If you’re a sports fan, you’re probably familiar with sports stars being little more than walking billboards. They are often parties to extremely lucrative deals in exchange of parading around the world featuring the logos or products of whoever is willing to throw enough money at them. While we basically accept these situations as facts of life, I think many like to imagine that art in general, and music in particular, are (or at least should be) free of that sort of corporate influence. But they’re not.
While product placements in movies started a long time ago, in the case of music it first started in the world of hip hop and pop. Music videos by the likes of Avril Lavigne, Britney Spears, Lady Gaga, Nicki Minaj, Ke$ha, 50 Cent, Drake, Lil’ Wayne and Pitbull are full of them. Sometimes they are done subtly, like a camera “casually” panning over a watch or a phone, and others shamelessly, like when a performer explicitly references the product by name.
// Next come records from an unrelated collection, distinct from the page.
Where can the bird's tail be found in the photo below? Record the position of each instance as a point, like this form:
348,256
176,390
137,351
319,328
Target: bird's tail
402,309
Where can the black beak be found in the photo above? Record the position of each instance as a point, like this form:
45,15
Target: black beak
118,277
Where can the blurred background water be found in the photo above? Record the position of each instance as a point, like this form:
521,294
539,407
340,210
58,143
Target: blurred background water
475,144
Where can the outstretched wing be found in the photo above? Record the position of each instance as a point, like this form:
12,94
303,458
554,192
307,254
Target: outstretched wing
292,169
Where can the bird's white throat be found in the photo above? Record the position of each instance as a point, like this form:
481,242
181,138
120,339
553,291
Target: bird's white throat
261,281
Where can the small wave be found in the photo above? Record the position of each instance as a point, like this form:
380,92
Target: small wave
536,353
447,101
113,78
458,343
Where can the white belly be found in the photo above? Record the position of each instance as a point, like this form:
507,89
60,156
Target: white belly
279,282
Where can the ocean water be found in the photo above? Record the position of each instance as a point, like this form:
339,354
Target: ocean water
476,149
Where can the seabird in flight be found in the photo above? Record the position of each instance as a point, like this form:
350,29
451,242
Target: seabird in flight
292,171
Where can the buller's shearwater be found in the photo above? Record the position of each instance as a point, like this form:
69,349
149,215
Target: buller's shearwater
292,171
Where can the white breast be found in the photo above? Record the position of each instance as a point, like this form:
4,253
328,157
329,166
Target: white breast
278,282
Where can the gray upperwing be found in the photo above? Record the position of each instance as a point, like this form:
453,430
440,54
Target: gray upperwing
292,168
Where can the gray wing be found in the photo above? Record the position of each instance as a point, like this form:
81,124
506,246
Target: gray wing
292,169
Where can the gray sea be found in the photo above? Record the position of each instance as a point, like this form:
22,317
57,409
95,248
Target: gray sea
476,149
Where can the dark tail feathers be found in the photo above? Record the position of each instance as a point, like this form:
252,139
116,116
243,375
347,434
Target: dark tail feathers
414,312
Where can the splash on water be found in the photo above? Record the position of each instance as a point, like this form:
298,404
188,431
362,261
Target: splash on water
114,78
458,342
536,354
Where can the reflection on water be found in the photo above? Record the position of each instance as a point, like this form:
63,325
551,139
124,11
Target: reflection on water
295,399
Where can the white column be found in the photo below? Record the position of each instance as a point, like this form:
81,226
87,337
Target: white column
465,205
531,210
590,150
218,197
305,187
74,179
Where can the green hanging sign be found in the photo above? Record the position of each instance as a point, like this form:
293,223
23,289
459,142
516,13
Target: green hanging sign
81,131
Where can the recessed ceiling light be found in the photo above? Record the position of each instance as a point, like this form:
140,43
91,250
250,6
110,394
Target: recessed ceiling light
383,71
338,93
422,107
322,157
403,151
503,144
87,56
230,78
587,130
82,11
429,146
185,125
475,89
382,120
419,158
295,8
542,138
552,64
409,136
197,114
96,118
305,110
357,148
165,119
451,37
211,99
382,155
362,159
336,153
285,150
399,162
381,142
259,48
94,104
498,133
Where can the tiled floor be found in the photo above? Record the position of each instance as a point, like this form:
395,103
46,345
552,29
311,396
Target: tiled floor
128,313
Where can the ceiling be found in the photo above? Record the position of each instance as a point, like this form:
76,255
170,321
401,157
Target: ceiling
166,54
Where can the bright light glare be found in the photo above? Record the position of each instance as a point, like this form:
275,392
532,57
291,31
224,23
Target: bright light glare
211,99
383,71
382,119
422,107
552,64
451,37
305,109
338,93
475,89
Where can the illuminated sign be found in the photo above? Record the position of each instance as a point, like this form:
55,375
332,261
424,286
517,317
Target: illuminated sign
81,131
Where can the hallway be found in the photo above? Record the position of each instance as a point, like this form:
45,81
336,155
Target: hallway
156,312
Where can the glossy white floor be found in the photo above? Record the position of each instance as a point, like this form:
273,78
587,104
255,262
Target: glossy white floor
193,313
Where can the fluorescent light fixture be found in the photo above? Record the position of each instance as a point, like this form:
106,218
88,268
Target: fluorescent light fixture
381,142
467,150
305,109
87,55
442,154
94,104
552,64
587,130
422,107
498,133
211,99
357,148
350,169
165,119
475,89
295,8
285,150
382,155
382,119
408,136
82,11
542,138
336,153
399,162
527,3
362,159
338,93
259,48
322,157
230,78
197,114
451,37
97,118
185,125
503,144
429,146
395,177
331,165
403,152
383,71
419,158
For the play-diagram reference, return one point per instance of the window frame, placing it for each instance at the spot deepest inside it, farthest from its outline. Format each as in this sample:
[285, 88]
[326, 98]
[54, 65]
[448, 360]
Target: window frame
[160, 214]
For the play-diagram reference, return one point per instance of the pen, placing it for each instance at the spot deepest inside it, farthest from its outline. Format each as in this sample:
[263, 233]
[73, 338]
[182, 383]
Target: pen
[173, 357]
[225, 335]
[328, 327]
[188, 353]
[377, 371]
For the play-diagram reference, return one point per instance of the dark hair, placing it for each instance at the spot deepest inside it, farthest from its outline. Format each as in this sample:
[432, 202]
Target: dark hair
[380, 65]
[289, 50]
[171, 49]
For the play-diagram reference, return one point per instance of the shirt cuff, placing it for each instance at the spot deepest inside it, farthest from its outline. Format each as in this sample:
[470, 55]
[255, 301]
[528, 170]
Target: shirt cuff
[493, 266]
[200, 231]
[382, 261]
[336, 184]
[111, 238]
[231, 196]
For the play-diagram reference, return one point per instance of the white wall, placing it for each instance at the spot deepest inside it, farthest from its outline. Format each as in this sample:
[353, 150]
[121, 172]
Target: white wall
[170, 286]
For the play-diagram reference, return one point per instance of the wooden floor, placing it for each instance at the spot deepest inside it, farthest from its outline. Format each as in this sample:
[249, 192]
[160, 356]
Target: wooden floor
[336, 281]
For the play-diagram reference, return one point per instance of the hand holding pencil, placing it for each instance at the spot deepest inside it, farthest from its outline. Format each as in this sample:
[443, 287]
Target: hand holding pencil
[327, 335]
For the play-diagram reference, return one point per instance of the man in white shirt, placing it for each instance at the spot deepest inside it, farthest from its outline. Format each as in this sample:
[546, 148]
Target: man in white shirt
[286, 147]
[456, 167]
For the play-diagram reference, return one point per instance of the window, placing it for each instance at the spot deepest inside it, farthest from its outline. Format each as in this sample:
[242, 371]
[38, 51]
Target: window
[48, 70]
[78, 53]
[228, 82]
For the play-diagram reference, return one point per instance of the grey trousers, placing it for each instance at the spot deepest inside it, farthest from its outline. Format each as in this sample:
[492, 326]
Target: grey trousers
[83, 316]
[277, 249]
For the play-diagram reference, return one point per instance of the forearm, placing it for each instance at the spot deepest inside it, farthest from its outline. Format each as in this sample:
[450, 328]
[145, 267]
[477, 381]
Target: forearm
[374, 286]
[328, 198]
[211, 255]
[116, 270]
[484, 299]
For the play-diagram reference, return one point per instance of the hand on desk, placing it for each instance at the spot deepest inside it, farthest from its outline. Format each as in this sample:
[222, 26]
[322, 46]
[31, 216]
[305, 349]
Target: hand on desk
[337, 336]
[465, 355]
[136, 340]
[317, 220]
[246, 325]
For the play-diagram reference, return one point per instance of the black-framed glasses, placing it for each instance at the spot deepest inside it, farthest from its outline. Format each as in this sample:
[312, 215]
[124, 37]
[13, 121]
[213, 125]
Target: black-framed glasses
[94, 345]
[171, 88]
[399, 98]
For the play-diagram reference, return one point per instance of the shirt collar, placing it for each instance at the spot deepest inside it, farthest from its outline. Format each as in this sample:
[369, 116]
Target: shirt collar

This continues outside of their music, of course, as they effectively become puppets of the brands they represent, parading around the world branding overpriced Beats by Dr. Dre headphones, or furiously removing lint from their pants, in order to secure more money.
Of course, you’re probably thinking that this is the kind of thing that is to be expected from rap, hip hop, and pop, due to their mainstream appeal. The problem, however, is that this situation is not limited to them and, as rock and heavy metal increase in popularity, more and more products seek the endorsement of heavier artists.
Take the case of Ozzy Osbourne, whose wife first sold out by making that cringe-inducing reality show of The Osbournes, and then humiliated even further by selling video games, butter and cellphones, and (together with Justin Bieber) endorsing an appliances’ store, all while making jokes about his dementia and slurred speech. Kiss is, of course, another clear example, with Gene Simmons‘ shameful reality show also working as a product-placement extravaganza.
It’s not hard to see that this also affecting concerts themselves, with many musicians sporting armbands and t-shirts containing unrelated product endorsements. It’s one thing to see a guitar player being sponsored by a guitar manufacturer, it’s another to see bands like Korn, Epica, Legion of the Damned, Five Finger Death Punch, and many others, being “very excited” about their partnerships with Jägermeister or Monster Energy Drinks, or Larch Ulrich “designing” the most fucking generic shoe in the world “in cooperation” with Vans (while saying the priceless phrase “in the last couple of years I’ve been getting into footwear that is basically laceless”).
The problem that this situation creates is that it blurs (or downright erases) the line between art and marketing, preying on the weakest among us. While you and I might be aware that John 5 is not really excited about Monster Energy Drinks, the 13 year old kid in the front row has no idea. For him Monster and Jägermeister stop being simply products, and actually become part of what heavy metal is supposed to be. He becomes brand-obsessed because that’s what he is being told to be; because that is what heavy metal is being portrayed as. And I don’t think that this is how it should be.
Heavy metal started as a rebellion against the status quo, against the vapidity of society, and seeing those hopes and desires go down the drain, as marketing interests start to infect it beyond redemption, is heartbreaking. While there is certainly a place for marketing interests to participate in the world of music, the way in which it is done, passing products as symbols of an identity (as opposed to just marketing ploys), is definitely not the way to go.